Senate rejection of immigration bill disappoints Lutheran agncy
Lutheran Immigration and Refugee Service says defeat will hurt alien workers
A Lutheran immigration advocacy group supported by both ELCA and LCMS says the failure of the U.S. Senate to pass comprehensive immigration reform legislation is bad news for the country, as well as for those who want to immigrate.
Lutheran Immigration and Refugee Service (LIRS) issued a statement after the Senate failed to secure a sufficient number of votes to close debate on the complex bi-partisan bill. President George W. Bush had supported the bill, which would have been a significant marker for his legacy as chief executive.
In its statement, LIRS said, “[We are] deeply disappointed that the Senate failed to pass comprehensive immigration reform this year.” The statement said the U.S. is still lacking but still needs “a humane, workable system that promotes family unity, safeguards human rights and worker rights, brings undocumented people out of the shadows and provides a path to permanence.”
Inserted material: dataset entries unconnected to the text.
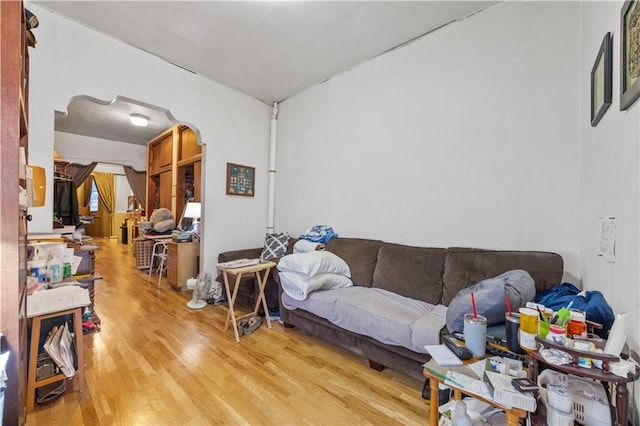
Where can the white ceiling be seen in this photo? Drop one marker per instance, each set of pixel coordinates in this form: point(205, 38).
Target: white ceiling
point(270, 50)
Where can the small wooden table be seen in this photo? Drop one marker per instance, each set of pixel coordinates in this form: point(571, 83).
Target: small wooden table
point(513, 414)
point(262, 272)
point(32, 382)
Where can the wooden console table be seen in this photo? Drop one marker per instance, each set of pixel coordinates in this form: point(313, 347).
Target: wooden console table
point(619, 417)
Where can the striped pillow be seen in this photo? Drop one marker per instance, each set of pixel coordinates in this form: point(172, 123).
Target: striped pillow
point(275, 246)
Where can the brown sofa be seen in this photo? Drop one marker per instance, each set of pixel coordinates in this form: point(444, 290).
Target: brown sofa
point(434, 275)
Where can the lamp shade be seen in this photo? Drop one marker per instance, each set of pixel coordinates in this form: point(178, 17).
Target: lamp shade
point(192, 210)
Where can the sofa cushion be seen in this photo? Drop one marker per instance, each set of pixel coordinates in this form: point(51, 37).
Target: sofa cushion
point(361, 256)
point(489, 296)
point(300, 286)
point(314, 262)
point(385, 316)
point(414, 272)
point(464, 267)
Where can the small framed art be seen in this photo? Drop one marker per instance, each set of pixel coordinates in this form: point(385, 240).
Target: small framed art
point(240, 180)
point(601, 80)
point(629, 54)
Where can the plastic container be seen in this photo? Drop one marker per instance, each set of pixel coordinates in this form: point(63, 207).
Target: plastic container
point(460, 417)
point(54, 270)
point(577, 325)
point(556, 334)
point(38, 269)
point(528, 328)
point(475, 334)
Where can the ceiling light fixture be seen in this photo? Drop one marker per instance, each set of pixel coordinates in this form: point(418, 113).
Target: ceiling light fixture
point(139, 120)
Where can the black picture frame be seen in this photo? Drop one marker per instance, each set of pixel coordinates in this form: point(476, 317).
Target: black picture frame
point(629, 54)
point(601, 91)
point(241, 180)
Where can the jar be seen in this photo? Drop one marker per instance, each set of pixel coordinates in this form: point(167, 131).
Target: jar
point(528, 328)
point(556, 334)
point(577, 325)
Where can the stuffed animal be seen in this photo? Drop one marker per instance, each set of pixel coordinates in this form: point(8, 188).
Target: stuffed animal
point(162, 220)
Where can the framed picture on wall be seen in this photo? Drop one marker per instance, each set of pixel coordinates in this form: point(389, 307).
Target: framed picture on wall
point(601, 80)
point(629, 54)
point(240, 180)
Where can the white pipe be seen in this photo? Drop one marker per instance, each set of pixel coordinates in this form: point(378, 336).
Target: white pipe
point(271, 209)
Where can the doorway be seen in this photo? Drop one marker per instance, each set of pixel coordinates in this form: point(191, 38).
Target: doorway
point(92, 130)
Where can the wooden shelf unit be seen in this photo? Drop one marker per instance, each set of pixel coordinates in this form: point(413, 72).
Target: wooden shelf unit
point(14, 132)
point(173, 169)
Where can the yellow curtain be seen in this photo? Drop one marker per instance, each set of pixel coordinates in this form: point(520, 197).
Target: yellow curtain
point(84, 193)
point(105, 183)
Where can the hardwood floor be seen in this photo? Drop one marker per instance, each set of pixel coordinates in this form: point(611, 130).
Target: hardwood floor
point(157, 362)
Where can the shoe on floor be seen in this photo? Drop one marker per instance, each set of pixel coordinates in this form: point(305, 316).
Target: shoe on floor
point(241, 325)
point(252, 324)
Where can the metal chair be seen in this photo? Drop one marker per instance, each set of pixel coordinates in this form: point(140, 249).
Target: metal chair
point(159, 253)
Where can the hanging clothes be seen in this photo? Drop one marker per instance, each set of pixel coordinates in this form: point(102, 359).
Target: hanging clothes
point(66, 200)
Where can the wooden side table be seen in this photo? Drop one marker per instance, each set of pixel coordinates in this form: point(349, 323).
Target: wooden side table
point(619, 415)
point(513, 414)
point(261, 271)
point(32, 383)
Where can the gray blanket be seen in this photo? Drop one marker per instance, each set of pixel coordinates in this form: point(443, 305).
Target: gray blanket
point(385, 316)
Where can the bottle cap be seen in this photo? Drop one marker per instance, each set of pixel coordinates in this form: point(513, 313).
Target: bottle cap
point(564, 314)
point(577, 316)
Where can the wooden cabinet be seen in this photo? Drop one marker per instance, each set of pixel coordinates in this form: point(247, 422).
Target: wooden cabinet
point(173, 170)
point(182, 263)
point(14, 130)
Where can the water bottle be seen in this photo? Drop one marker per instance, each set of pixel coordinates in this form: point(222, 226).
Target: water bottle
point(460, 416)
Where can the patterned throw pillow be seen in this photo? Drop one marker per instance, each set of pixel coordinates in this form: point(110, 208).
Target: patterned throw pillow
point(275, 246)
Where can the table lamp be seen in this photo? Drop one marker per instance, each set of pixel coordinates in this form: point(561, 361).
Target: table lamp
point(192, 210)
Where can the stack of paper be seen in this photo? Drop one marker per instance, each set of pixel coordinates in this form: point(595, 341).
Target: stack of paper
point(56, 300)
point(504, 393)
point(59, 346)
point(240, 263)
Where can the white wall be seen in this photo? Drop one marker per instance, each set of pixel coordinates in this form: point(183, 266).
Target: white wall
point(72, 60)
point(466, 137)
point(83, 150)
point(610, 178)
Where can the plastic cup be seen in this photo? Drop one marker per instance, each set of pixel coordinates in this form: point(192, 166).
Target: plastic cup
point(512, 326)
point(475, 334)
point(528, 328)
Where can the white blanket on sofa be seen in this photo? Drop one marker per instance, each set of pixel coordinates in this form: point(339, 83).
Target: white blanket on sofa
point(385, 316)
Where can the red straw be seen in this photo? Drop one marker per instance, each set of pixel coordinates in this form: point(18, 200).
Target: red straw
point(506, 299)
point(473, 305)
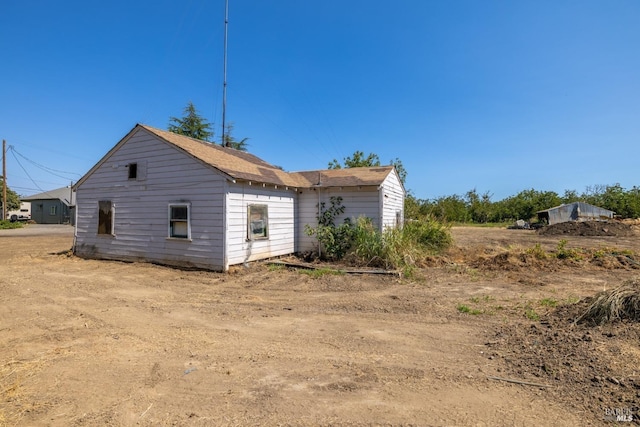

LIRS had criticized the proposal, which failed to pass, because it would show a preference for alien workers who were skilled in certain areas, but would have split up families by denying entry to the U.S. by spouses and children.
“The U.S. immigration system is still broken,” the LIRS statement declared. It said, “It is … critical that our government not resort to an enforcement-only approach to our broken system by stepping up raids, arrests, detention and deportation of the undocumented.”
Opponents of the failed legislation had criticized its proposal to grant what critics had called “blanket amnesty for lawbreakers.”